AIs seem to be good enough to have a lot of that knowledge already baked into their weights, at least for popular platforms, so if you prompt it something, you can skip all that low-level lookup work or at least defer it until code review. Even during review, it's easier, because you don't have to come up with the appropriate library function from scratch, you only have to verify that the ones the AI used make sense and are used correctly.
That proves AI is capable of doing one part of the software engineering process. The 16 devs in the study trusted AI to write the code. Once we trust AI to do the verification as well we'll realise the gains we feel we're getting now. Essentially we're intentionally going slower on the second half because the trust is missing.
Alternatively, rather than trusting AI to do the validation, we could follow the vibe-coder approach by skipping the validation entirely, and trust that the generation stage is good enough not to need it. Historically that's come with some small downsides, like the code being a broken mess of security holes, but with time AI might fix that.
If you trust your team to care about quality then PRs aren't necessary, and if you don't then why are you trusting them to catching problems in PR reviews?
The reality is making good decisions and thinking about approaches take time. AI can absolutely make us faster at it but it's not magic and these speedups come with effort.
I'm British. I've been taught to turn understatement into an art.
[1] https://metr.org/blog/2025-07-10-early-2025-ai-experienced-o...
And this is coming from an AI sceptic.
Whenever I tell them about how awesome AI is, they come back with stories about how they used AI and it couldn't even do anything basic and what it did do had errors.

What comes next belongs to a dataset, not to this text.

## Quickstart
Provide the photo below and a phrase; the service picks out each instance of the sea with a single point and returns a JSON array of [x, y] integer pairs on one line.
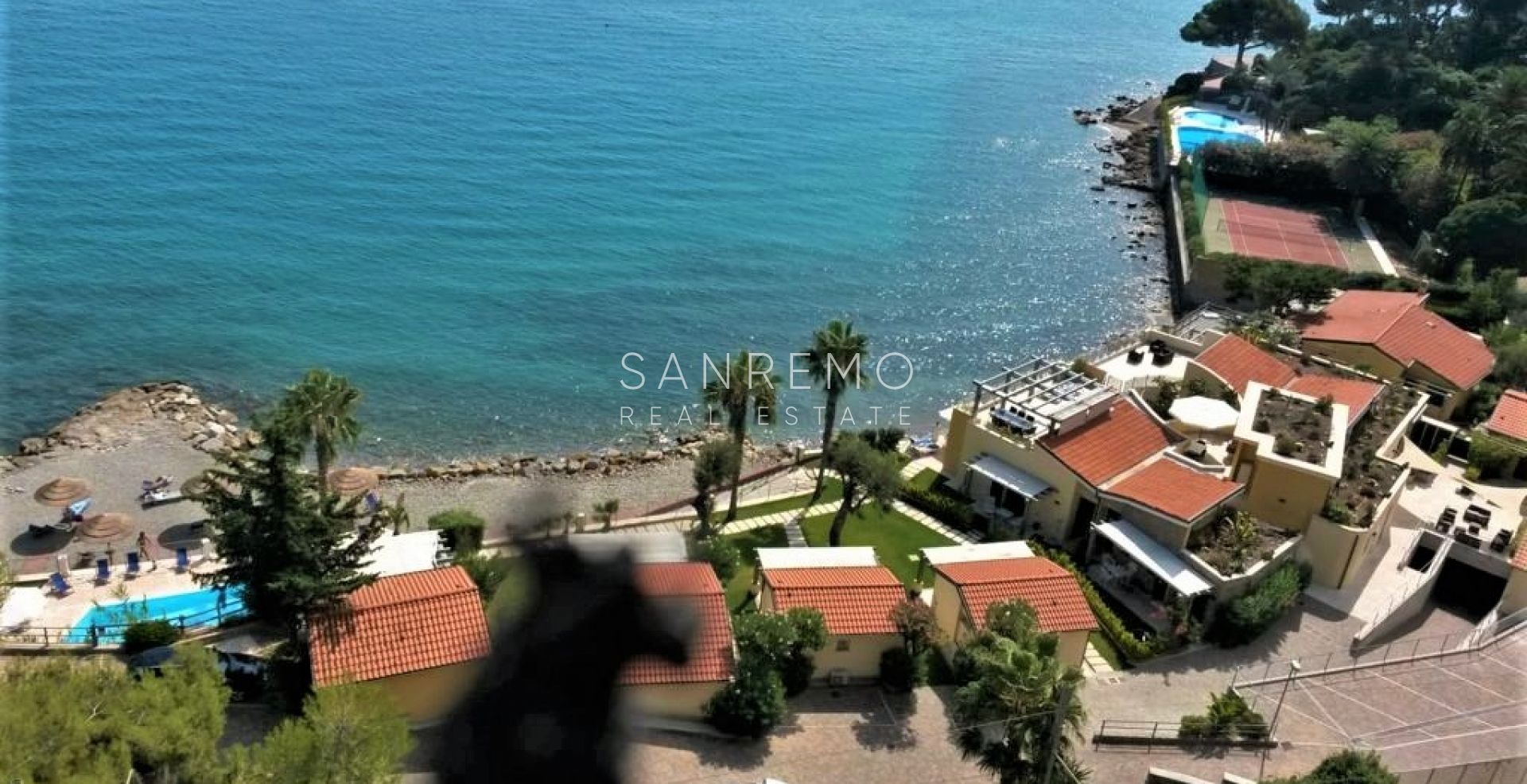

People will always create a world narrative that matches what they already believe.
Anti AI people are always quoting these "facts" about how AI reduces productivity even when developers feel it increases productivity - it reinforces their world view.
Productivity is not a feeling though. Either you show an increased productivity or it doesn't exist
The actual study with the data, minus the "I was right all along" commentary
ROFL sorry
He came up with a fun idea for a racing game renderer: it distorted the perspective transformation a bit, grading depth on a curve, so far away things would linger in the distance a bit longer, then speed up and WHOOSH past you, seeming even faster than they would be photorealisticly!
This may as well have been written in the stone ages, when we were banging AI rocks together.
I just did a ~6 month project in ~2 weeks using a frontier model.
I wouldn't even have attempted this kind work a year ago, with or without the AIs available at the time!
Claims like this are hard for me to take seriously because 'good' models have been available since the start of the year. So, if they really 10x one's productivity, then people should be able to have gotten done 5 years worth of work since then, but I've never actually seen anybody show any project like this.
AI makes you more productive. This is no longer up for debate. The energy you spend arguing last year's talking points is better spent knuckling down and learning the tools.
I suspect:
If you know what you are doing it is a power tool.
If you don't know what you are doing it's also a power tool - if you measure a lot of devs then the bad ones (or anyone having a bad day, or the wrong fit for a project) can make work for everyone else at an outrageous pace.
Or do you just produce more code but not more productive value?
Devs wish that was true but it isn't and it will get better.